This was a project in trade for a friend, for a variety of woods and some leaf spring steel. T’was also her birthday very soon so I spent some extra time on it, something I need to focus on doing more with /all/ my knives, not just this sort.

So-called “Lucky” because I had several instances in which things had about a 50-50 chance of going horribly wrong, but in each case they worked up perfectly. When I was fitting the tang to the wood, I drilled all the way through it thinking the tang would be that long. In fact, because of the thick guard, It was shy of the edge of the pommel by about half a centimeter.
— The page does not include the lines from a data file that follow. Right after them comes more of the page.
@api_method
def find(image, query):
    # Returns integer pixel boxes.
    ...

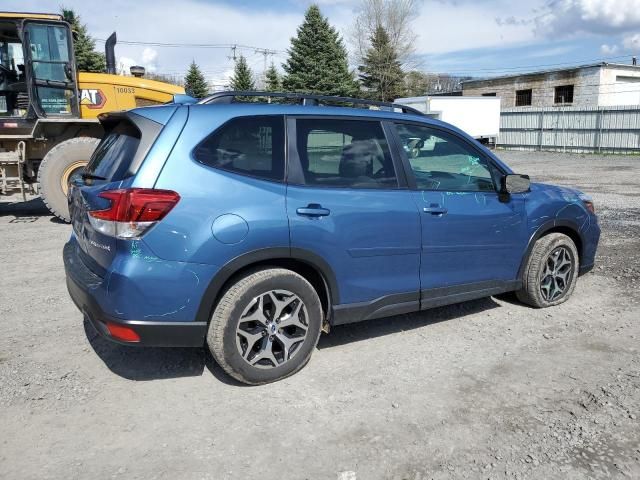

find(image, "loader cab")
[0,17,78,119]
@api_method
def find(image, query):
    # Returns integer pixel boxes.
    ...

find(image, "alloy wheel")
[540,246,574,302]
[236,289,309,369]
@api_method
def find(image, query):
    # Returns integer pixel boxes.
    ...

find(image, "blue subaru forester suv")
[64,92,600,384]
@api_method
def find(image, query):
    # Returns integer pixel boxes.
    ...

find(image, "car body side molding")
[331,279,522,326]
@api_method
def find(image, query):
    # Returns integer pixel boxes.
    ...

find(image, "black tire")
[37,137,100,222]
[207,268,323,385]
[516,233,579,308]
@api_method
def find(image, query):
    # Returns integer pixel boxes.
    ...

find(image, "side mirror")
[501,174,530,194]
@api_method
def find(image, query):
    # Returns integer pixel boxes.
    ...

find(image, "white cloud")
[116,48,158,75]
[117,56,137,75]
[3,0,632,76]
[141,47,158,73]
[600,43,619,55]
[622,33,640,51]
[412,0,538,55]
[597,33,640,58]
[4,0,307,77]
[534,0,640,37]
[526,45,576,58]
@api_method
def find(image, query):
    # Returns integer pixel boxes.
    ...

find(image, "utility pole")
[255,49,276,72]
[228,45,237,62]
[255,48,277,88]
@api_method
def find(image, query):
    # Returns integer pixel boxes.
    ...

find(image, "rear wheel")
[38,137,100,222]
[207,268,323,385]
[517,233,579,308]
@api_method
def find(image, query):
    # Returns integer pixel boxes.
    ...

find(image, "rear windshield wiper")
[81,173,107,181]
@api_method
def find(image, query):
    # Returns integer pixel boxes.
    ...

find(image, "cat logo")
[80,89,106,109]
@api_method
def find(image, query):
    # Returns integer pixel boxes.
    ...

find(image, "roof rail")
[198,91,425,116]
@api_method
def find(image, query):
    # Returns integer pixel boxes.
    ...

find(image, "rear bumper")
[64,242,207,347]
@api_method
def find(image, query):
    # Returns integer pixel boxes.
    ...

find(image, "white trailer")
[394,96,501,144]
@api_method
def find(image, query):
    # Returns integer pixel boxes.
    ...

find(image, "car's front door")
[391,122,528,297]
[286,117,421,323]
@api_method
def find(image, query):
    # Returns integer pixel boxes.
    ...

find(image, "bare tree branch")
[350,0,421,68]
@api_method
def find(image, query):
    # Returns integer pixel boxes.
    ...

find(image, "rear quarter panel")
[143,106,290,266]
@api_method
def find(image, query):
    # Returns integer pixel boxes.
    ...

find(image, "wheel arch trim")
[195,247,339,324]
[517,219,585,281]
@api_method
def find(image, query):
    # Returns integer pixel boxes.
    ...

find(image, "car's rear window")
[85,121,141,181]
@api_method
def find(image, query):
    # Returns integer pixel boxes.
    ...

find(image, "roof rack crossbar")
[198,91,424,116]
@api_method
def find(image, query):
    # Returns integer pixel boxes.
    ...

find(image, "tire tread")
[37,137,99,222]
[516,232,579,308]
[207,268,322,385]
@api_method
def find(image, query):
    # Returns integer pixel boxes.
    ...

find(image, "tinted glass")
[394,123,496,192]
[85,122,141,181]
[194,116,285,181]
[26,24,74,115]
[295,118,398,189]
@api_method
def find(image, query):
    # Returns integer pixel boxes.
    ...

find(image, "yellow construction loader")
[0,12,184,220]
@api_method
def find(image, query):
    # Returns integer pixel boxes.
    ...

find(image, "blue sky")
[4,0,640,85]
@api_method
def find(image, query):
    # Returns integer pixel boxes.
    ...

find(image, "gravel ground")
[1,151,639,480]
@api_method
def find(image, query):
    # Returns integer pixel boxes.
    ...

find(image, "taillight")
[88,188,180,238]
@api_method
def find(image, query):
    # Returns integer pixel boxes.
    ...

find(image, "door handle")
[296,204,330,217]
[423,206,448,215]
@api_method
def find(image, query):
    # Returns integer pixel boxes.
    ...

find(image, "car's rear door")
[390,121,528,297]
[286,116,421,323]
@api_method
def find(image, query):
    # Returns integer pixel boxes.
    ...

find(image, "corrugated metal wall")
[498,106,640,153]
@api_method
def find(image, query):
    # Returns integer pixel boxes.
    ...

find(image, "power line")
[95,38,285,54]
[426,54,635,75]
[97,36,630,74]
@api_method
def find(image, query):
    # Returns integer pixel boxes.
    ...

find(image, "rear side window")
[85,121,141,181]
[193,116,285,181]
[294,118,398,189]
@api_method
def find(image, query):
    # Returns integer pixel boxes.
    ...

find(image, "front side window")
[193,116,285,181]
[295,118,398,189]
[394,123,496,192]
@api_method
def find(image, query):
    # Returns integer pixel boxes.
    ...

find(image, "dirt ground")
[1,151,639,480]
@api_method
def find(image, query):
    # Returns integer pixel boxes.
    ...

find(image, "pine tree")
[358,25,405,102]
[282,5,358,96]
[265,63,281,92]
[61,8,105,73]
[184,61,209,98]
[229,55,256,91]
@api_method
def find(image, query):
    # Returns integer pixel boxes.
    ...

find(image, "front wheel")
[207,268,323,385]
[517,233,579,308]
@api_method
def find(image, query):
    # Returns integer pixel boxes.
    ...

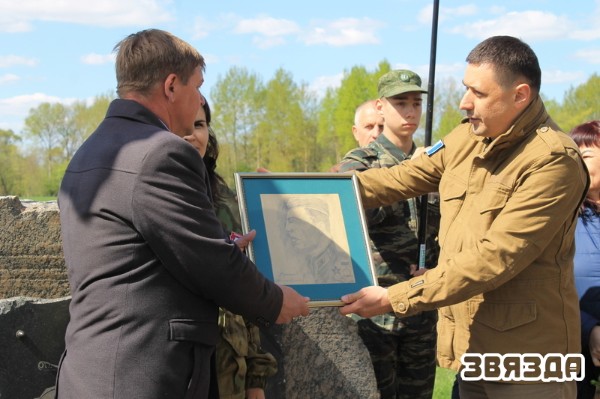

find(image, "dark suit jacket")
[56,99,282,398]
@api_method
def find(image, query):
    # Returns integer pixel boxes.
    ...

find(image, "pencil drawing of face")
[284,201,330,255]
[260,193,354,285]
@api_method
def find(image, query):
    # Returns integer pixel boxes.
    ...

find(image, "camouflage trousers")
[357,315,437,399]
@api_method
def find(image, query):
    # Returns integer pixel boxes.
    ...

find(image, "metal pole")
[418,0,440,269]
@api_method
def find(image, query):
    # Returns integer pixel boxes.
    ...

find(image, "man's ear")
[164,73,177,102]
[514,83,531,109]
[375,98,384,115]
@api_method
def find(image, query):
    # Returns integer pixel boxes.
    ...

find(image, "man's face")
[285,207,327,253]
[353,106,384,146]
[170,66,204,138]
[459,63,522,139]
[377,92,423,139]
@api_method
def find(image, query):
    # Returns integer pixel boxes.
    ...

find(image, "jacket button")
[540,126,549,132]
[398,302,406,311]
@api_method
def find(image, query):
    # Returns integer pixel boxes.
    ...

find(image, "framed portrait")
[234,172,377,307]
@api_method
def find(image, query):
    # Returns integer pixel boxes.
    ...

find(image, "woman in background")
[570,120,600,399]
[184,98,278,399]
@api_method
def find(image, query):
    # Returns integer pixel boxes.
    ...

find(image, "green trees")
[546,73,600,133]
[3,66,599,198]
[5,94,113,197]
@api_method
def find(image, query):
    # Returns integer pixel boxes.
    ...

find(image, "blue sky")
[1,0,599,135]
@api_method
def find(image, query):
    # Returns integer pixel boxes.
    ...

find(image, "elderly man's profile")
[261,194,354,285]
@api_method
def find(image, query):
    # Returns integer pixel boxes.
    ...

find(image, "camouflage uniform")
[338,133,440,399]
[213,183,278,399]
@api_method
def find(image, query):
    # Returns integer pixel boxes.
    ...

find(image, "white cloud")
[542,69,586,85]
[0,93,75,113]
[0,55,38,68]
[81,53,115,65]
[235,16,300,37]
[418,4,478,24]
[449,11,572,41]
[0,93,78,133]
[0,0,173,32]
[308,73,344,97]
[0,73,20,84]
[232,15,300,48]
[302,18,383,46]
[252,36,286,49]
[191,15,228,40]
[571,28,600,41]
[574,48,600,64]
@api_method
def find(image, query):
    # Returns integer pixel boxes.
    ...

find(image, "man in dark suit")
[56,29,310,399]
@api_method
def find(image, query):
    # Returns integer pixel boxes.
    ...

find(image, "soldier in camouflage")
[337,69,440,399]
[213,182,278,399]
I would need about half a centimeter further if I wanted to peen it over. This left me with a gaping hole in the pommel. The way I fixed this was by inlaying some turquoise into the pommel, very carefully carving out a depression around the hole with a dremel, and using epoxy and the end of the tang to support the stone. It worked perfectly. A bigger problem that scared me far more was when I was fitting the pin. The drill bit was too aggressive, and chipped the wood around the pin’s hole. The chip was too deep to grind down to. I nearly had to throw it away and restart right then, but managed to find the tiny splinter that had been thrown off by the drill. With a bit of epoxy it fit perfectly back into place, without a trace where the seam was.
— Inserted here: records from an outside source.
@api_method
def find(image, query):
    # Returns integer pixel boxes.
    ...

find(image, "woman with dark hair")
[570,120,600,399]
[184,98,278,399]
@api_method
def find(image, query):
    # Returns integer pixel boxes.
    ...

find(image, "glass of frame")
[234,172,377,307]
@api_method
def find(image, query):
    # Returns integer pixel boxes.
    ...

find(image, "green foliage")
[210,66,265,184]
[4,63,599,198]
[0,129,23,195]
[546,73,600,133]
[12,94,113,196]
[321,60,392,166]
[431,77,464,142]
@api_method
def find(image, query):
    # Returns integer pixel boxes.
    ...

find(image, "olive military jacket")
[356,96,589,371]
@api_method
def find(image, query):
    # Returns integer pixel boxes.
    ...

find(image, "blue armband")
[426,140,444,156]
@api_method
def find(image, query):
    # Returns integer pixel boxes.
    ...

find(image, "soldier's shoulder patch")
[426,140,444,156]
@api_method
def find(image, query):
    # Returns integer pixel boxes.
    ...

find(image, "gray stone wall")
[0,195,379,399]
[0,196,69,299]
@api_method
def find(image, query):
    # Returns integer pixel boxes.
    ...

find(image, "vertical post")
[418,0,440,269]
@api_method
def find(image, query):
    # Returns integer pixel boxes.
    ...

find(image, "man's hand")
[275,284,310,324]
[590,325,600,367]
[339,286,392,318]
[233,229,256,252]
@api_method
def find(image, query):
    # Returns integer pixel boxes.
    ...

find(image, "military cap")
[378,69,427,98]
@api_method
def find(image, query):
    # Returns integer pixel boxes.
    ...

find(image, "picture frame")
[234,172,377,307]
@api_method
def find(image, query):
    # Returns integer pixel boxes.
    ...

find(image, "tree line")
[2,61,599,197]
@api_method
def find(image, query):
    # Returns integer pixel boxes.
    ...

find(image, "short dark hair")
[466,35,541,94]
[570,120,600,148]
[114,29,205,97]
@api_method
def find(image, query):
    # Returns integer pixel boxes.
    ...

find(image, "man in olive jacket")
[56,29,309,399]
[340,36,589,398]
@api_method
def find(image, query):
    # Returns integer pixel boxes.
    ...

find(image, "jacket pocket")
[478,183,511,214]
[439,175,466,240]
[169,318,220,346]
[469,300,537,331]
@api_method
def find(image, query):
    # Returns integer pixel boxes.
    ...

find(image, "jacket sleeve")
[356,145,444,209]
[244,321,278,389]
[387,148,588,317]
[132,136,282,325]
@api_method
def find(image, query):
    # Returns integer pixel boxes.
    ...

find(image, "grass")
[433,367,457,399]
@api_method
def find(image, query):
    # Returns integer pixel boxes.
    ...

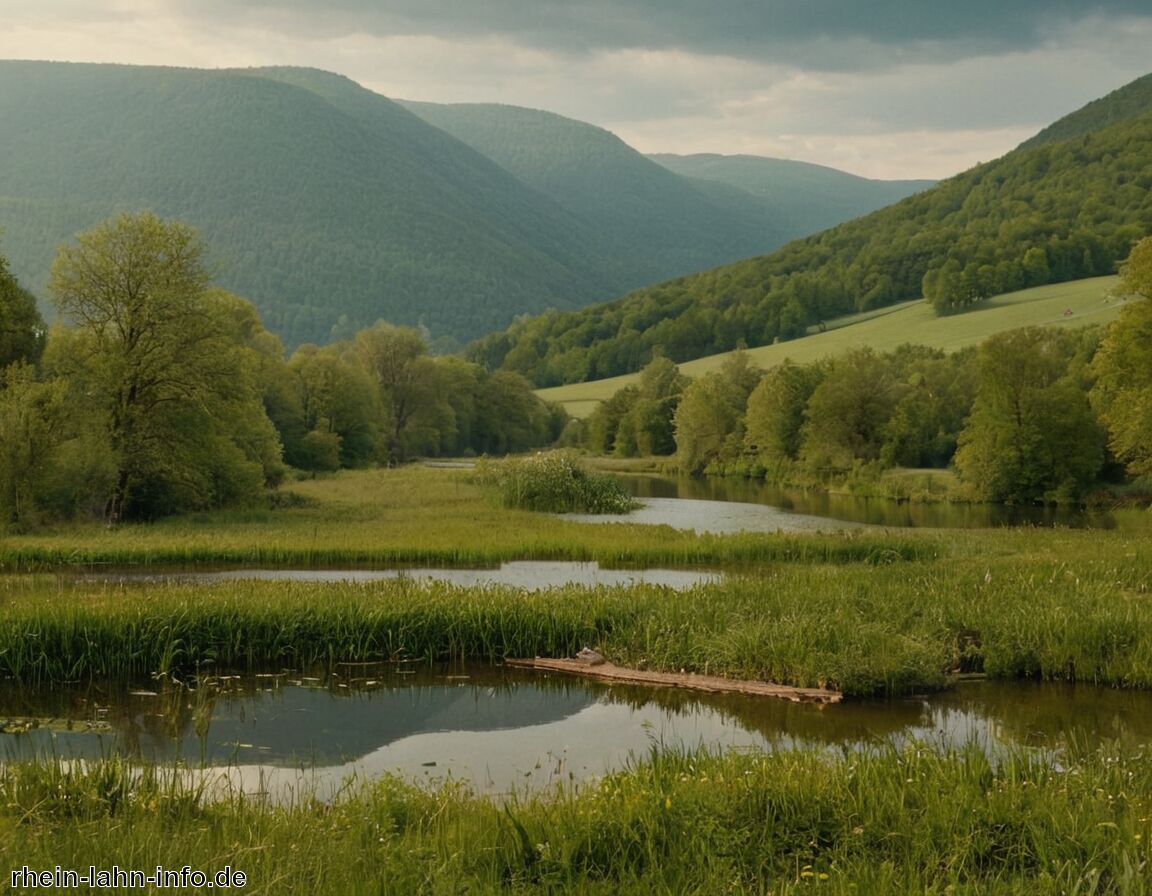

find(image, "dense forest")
[0,62,921,352]
[469,74,1152,386]
[574,238,1152,504]
[0,214,562,528]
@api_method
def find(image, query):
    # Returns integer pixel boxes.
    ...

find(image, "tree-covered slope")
[0,62,612,348]
[469,73,1152,387]
[398,100,794,284]
[648,153,933,239]
[1020,71,1152,150]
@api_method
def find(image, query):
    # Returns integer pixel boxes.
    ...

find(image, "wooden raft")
[504,658,842,704]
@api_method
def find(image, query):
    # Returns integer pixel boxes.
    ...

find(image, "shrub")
[482,451,638,514]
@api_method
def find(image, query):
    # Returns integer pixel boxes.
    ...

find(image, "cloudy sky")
[4,1,1151,179]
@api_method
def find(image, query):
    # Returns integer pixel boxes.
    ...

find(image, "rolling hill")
[0,61,927,350]
[647,153,933,239]
[470,71,1152,386]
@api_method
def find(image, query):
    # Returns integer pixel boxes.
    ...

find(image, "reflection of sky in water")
[565,496,851,534]
[79,561,720,590]
[5,676,1152,801]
The last bit of luck was with the heat treat. This blade is very thick, and so retains heat very long. When I quenched it in oil, only the steel near the tip hardened, and not the inside of the curve. I tried the quench again, with the same result. I tried it once more at a different angle and again it failed. My guess as to what was happening is the tip of the blade cooled and transferred the heat to the oil, heating the oil too much to harden the next section of steel. Whatever happened, I needed a more aggressive quench. I decided on the risky proposition of warm water. Water usually cools the steel too fast, putting a lot of stress of the steel and one time out of two will fracture it. If it cracked, I would have to throw it away and start the blade again. It went perfectly, quenched the edge, counted to three, took out of the water, waited a second, and repeated. Once the spine had lost color I cooled it fully. I took this photo just after quenching. The lighter area is hardened steel.

A perfect quench line. The darker area remains soft, while the lighter is very hard

All in all this knife was very fun to work with. The steel was forged from a rasp which belonged to the customer’s dad, which he had originally got when he was a kid. The guard is wrought iron, a type of pre-bessemer iron which is characterized by many slag inclusions, which show up with a light etch in acid. I used a brass spacer, brass and steel mosaic pin, rosewood from the customer, and turquoise inlay in the pommel.